Annik : Il n'est pas le seul à avoir grandi avec le sentiment que le numérique est intangible. Pour moi, la technologie d'aujourd'hui ressemble à de la magie. Je ne sais pas si je ne le savais pas exactement ou si je n'y avais jamais pensé, mais l'internet... doit exister physiquement dans l'espace, quelque part.
Et cet espace physique, ce sont les centres de données : des bâtiments massifs qui abritent les systèmes informatiques qui font fonctionner l'internet.
Gerry : ces centres de données font la taille de plusieurs terrains de football remplis de milliers, de millions d’ordinateurs qui fonctionnent 24 heures sur 24, stockant et traitant des données, consommant d’énormes quantités d’électricité.

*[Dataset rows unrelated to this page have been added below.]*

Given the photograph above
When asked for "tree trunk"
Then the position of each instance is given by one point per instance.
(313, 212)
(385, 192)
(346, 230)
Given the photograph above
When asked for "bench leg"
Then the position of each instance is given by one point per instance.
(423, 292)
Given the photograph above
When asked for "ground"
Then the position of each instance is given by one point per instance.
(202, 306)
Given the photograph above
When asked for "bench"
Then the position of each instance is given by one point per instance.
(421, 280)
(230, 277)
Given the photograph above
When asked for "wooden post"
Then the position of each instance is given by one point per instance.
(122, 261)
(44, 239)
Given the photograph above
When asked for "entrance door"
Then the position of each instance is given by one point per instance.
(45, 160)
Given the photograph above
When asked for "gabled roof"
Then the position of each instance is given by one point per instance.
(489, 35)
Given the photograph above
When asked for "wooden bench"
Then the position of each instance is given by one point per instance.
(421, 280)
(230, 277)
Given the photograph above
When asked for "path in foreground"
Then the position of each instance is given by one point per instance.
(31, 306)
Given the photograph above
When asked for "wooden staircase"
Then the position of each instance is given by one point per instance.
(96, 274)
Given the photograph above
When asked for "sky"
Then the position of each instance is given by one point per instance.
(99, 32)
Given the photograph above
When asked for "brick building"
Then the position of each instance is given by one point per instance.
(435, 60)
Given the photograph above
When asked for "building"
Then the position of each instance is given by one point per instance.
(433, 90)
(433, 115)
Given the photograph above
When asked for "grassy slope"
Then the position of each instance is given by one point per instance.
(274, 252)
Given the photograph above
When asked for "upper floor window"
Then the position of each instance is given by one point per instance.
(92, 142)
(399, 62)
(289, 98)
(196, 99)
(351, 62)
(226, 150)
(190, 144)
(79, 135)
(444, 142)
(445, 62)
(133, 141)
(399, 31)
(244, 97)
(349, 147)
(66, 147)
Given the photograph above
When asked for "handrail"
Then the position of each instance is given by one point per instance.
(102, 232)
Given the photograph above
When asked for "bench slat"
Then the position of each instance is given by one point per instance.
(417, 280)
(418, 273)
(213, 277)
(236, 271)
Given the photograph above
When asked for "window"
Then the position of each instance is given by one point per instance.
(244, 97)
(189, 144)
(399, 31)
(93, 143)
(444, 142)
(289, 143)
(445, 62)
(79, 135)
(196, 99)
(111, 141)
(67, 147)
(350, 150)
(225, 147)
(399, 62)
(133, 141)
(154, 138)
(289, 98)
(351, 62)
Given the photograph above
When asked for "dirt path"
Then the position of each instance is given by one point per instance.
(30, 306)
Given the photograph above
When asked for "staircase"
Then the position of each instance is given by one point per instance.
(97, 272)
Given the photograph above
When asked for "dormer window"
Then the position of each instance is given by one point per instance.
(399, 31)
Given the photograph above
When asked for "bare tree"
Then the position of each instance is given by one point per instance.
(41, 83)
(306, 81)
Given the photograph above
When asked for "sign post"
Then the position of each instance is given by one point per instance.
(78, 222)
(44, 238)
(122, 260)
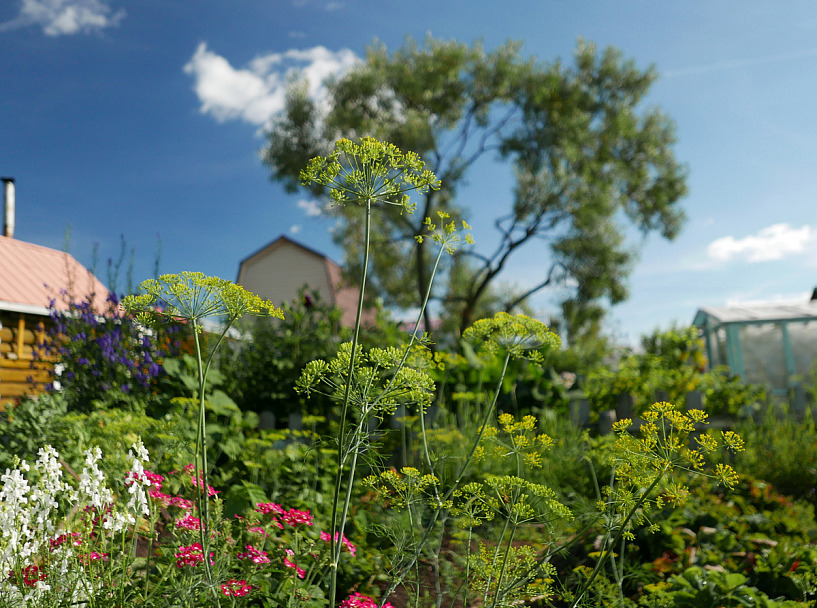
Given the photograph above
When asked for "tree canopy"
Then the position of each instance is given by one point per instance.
(589, 158)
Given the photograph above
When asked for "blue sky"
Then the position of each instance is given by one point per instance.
(143, 118)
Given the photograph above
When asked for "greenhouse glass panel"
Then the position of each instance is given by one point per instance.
(720, 349)
(763, 356)
(803, 337)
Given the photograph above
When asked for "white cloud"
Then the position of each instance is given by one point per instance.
(65, 17)
(257, 92)
(799, 297)
(311, 208)
(774, 242)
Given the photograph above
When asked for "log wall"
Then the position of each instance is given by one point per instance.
(22, 372)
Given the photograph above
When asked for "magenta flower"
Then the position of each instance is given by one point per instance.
(358, 600)
(191, 555)
(299, 571)
(269, 507)
(293, 517)
(256, 555)
(352, 548)
(188, 522)
(235, 587)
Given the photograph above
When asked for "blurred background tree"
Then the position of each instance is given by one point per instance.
(588, 157)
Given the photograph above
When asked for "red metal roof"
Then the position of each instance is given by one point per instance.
(32, 275)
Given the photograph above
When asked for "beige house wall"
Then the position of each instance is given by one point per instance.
(279, 271)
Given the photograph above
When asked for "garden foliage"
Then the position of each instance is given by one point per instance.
(432, 481)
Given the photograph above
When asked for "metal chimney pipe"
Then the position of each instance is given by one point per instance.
(8, 198)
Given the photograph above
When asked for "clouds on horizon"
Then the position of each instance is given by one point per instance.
(310, 207)
(772, 243)
(255, 93)
(65, 17)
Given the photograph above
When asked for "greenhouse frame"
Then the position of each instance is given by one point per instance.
(774, 345)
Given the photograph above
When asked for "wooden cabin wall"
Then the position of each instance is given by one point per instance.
(22, 372)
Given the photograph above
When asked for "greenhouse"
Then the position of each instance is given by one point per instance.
(774, 345)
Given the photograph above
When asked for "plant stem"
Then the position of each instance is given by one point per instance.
(336, 539)
(201, 479)
(454, 486)
(616, 540)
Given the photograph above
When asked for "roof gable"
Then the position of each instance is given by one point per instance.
(32, 275)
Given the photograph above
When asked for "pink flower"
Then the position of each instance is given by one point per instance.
(191, 555)
(358, 600)
(182, 503)
(235, 587)
(299, 571)
(93, 556)
(57, 542)
(256, 555)
(257, 530)
(188, 522)
(155, 479)
(293, 517)
(210, 490)
(31, 575)
(269, 507)
(352, 548)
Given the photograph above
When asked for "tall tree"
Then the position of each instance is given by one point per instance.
(588, 159)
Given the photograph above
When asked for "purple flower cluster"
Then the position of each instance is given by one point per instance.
(104, 356)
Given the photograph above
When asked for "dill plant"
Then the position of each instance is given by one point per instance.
(370, 385)
(191, 297)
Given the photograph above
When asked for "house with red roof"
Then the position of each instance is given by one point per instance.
(31, 278)
(278, 270)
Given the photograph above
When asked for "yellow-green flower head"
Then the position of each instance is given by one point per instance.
(519, 336)
(447, 235)
(193, 296)
(371, 171)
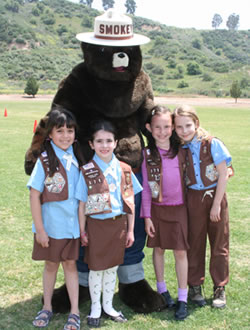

Annik : Quelles sont les conséquences de ces centres de données pour l'environnement ?
Gerry : Il y a le réchauffement climatique, qui est déterminé par la consommation d’électricité. Ils affirment assurer la durabilité, mais comme la croissance se fait à un rythme phénoménal, ils provoquent une augmentation de la consommation de charbon et une hausse massive de la consommation de gaz naturel, entre autres. On est censés réduire la consommation de pétrole d’ici 2030, mais elle augmentera plutôt de 10 %. En raison de toute l’énergie durable qui entre sur le réseau, ce dernier n’est pas en mesure de s’adapter à la croissance phénoménale qui se produit dans les secteurs économiques, croissance en grande partie attribuable à l’intelligence artificielle et aux centres de données.
Il y a également la crise mondiale de l’eau. D’ici 20 ou 30 ans, peut-être, la moitié des habitants de la planète manquera d’eau potable. De nombreux centres de données sont établis dans des pays qui connaissent des problèmes d’approvisionnement en eau. On utilise donc l’eau de manière insouciante, et on n’utilise pas l’eau de pluie, mais plutôt celle qui se trouve dans les aquifères depuis des milliers ou des millions d’années, et on l’épuise à un rythme effrayant.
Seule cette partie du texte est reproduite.